The main goal of the campaign was to increase export earnings, ensure food and nutritional insecurity and domestically substitute imported food by locally produced food products. Focus is also made on the production of poultry, honey, dairy and horticulture. Over the last four years, Ethiopia launched the National Green Legacy Initiative in which more than 20 billion trees were planted including fruit trees that could be used to add up to the national effort to ensure food security for citizens.

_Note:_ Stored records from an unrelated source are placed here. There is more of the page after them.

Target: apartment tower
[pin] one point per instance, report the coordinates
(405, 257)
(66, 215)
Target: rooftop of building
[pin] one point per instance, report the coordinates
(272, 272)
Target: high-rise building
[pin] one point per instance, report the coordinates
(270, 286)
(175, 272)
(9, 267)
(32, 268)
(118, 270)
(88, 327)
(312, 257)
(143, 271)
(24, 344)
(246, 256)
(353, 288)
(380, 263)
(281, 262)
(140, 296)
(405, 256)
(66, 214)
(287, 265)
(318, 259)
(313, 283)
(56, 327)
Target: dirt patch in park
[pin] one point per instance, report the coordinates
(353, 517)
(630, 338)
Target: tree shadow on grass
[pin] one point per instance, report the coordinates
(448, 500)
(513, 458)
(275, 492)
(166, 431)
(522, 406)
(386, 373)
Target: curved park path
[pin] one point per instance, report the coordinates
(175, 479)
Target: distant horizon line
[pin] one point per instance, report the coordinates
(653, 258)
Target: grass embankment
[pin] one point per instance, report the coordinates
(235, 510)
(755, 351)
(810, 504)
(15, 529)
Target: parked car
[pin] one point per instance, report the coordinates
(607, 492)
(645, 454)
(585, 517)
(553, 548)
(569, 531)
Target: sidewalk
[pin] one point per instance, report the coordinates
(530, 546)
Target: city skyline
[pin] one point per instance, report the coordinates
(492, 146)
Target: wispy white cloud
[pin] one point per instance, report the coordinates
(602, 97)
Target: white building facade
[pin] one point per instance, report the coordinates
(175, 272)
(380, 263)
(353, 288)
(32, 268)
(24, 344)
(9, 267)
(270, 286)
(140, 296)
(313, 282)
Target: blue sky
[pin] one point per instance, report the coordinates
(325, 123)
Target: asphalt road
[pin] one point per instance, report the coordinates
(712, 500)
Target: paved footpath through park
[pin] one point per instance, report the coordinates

The agriculture potential of Africa is immense. However it has not been exploited well. According to reports, the average African farm performs at only about 40% of its potential. And on present trends the continent will only produce 13% of its food needs by 2050. Yet African agriculture also has the greatest promise: a growing population, vibrant markets and half the world’s uncultivated arable land.
If the governments in the continent are committed enough to taping these natural resources, Africa is capable of ensuring food self-sufficiency and make use of the sector for economic development. Ethiopia’s Prime Minister affirmed leaders of the continent today that we are confident that we can strongly contribute to global food supplies through exports and otherwise. The 2023 Dakar Declaration on Food Sovereignty and Resilience rightly acknowledged the continental awakening that ‘it is time for Africa to feed itself and fully unlock its agriculture potential to feed the world. The premier called upon African Union and development partners to support in unleashing this potential.